Senate Authorizes Surveillance Expansion

By Laura Spadanuta, Assistant Editor

The Washington Post reports that the United States Senate has passed a measure that would expand the government's "clandestine surveillance powers." The legislation includes a controversial provision granting immunity from lawsuits for telecommunications companies that assisted in post-9-11 domestic spying.

The legislation would reauthorize the Foreign Intelligence Surveillance Act, which gives the government greater powers to eavesdrop without obtaining warrants.  The bill was approved by the Senate with a 68 to 29 vote. However, Democrats in the House of Representatives had previously approved legislation that reauthorized the law without providing immunity to telecommunications industry companies.  President Bush says he will only sign the bill if it contains that provision. 
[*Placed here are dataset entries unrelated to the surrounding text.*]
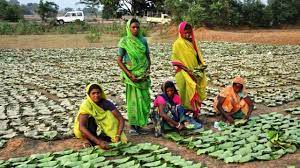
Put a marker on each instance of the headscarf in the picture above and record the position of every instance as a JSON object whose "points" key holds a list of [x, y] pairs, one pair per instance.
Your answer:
{"points": [[136, 51], [238, 80], [187, 54], [181, 28], [105, 120], [241, 81]]}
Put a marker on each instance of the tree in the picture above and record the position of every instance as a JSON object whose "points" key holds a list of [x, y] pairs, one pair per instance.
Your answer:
{"points": [[253, 12], [133, 7], [13, 13], [47, 10], [3, 5], [284, 11], [10, 12], [68, 9], [14, 2]]}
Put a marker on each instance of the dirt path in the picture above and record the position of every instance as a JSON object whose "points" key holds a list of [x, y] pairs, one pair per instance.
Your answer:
{"points": [[157, 35]]}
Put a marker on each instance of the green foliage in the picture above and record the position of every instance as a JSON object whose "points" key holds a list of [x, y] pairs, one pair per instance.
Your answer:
{"points": [[6, 28], [10, 12], [47, 10], [93, 36], [234, 12], [23, 27], [284, 11]]}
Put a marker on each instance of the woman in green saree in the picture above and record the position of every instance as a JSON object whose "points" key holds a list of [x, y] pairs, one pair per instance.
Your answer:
{"points": [[134, 60]]}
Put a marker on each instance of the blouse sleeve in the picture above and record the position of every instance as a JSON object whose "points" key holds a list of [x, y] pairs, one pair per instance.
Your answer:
{"points": [[159, 101], [121, 52], [177, 99]]}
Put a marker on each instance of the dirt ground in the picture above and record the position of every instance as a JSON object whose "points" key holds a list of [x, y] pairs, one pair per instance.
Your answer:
{"points": [[269, 36], [21, 146]]}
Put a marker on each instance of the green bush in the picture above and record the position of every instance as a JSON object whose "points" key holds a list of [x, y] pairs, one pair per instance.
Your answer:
{"points": [[94, 35], [6, 28], [24, 27]]}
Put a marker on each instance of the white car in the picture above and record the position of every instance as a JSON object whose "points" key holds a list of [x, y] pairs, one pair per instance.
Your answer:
{"points": [[163, 19], [70, 17]]}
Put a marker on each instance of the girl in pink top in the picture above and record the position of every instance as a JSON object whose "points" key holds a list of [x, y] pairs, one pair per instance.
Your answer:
{"points": [[169, 113]]}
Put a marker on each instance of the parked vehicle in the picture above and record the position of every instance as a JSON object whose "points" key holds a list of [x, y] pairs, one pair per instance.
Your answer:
{"points": [[70, 17], [163, 19]]}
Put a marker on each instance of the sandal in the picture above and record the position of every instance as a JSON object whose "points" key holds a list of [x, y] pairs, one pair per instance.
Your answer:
{"points": [[133, 132]]}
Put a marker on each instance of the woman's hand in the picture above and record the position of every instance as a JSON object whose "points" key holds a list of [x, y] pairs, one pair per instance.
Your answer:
{"points": [[102, 144]]}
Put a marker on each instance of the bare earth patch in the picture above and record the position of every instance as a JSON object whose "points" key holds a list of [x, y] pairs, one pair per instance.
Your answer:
{"points": [[265, 36]]}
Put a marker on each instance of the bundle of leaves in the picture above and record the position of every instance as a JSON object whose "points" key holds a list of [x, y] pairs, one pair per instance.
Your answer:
{"points": [[264, 137], [120, 156]]}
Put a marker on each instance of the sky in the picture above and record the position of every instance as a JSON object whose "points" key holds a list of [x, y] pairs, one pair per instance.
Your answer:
{"points": [[61, 3]]}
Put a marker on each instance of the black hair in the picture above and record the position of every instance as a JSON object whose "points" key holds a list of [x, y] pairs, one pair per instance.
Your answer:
{"points": [[168, 84], [237, 83], [134, 20], [93, 86], [187, 27]]}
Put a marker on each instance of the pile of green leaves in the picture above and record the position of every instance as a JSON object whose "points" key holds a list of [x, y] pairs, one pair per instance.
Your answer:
{"points": [[264, 137], [120, 156], [295, 111]]}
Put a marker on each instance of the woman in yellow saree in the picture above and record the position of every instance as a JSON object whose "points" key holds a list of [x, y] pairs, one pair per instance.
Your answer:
{"points": [[98, 115], [233, 101], [190, 76]]}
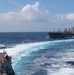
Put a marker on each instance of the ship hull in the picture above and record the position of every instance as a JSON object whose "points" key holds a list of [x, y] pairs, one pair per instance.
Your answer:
{"points": [[60, 35]]}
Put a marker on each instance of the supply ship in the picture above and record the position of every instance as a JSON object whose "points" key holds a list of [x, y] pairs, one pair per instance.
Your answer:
{"points": [[67, 33]]}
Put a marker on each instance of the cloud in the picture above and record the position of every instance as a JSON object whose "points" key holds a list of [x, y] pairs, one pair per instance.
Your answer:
{"points": [[14, 3], [29, 13], [33, 18], [63, 18]]}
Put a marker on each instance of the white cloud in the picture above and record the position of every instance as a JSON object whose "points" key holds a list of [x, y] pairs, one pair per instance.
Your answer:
{"points": [[33, 18], [28, 13], [70, 16]]}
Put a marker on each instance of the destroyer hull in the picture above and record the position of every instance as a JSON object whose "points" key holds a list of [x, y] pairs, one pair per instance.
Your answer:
{"points": [[60, 35]]}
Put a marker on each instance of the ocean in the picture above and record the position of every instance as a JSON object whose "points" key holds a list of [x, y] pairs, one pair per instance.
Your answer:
{"points": [[34, 53]]}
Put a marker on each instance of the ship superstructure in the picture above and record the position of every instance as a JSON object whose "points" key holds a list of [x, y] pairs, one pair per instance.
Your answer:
{"points": [[5, 64], [67, 33]]}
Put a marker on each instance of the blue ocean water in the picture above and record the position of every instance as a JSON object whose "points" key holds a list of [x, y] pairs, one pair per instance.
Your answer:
{"points": [[34, 53]]}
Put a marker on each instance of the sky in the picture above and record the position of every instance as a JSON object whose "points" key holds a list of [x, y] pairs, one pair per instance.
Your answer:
{"points": [[36, 15]]}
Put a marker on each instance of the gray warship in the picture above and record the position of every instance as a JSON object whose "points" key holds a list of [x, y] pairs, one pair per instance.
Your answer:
{"points": [[66, 34], [6, 64]]}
Both bills also revise FISA, with the article reporting that the most important change in the Senate's bill is that it would make permanent a law that expands the government's authority to intercept phone calls and e-mails of people in the U.S. communicating with those overseas, and it does not require a court order.

Both houses of Congress have until Friday to negotiate the differences in their bills, because existing FISA extensions expire at that time. House Democratics have introduced a 21-day extension to provide more time.  According to USA Today, however, President Bush has said that he will not sign any more short-term FISA extensions.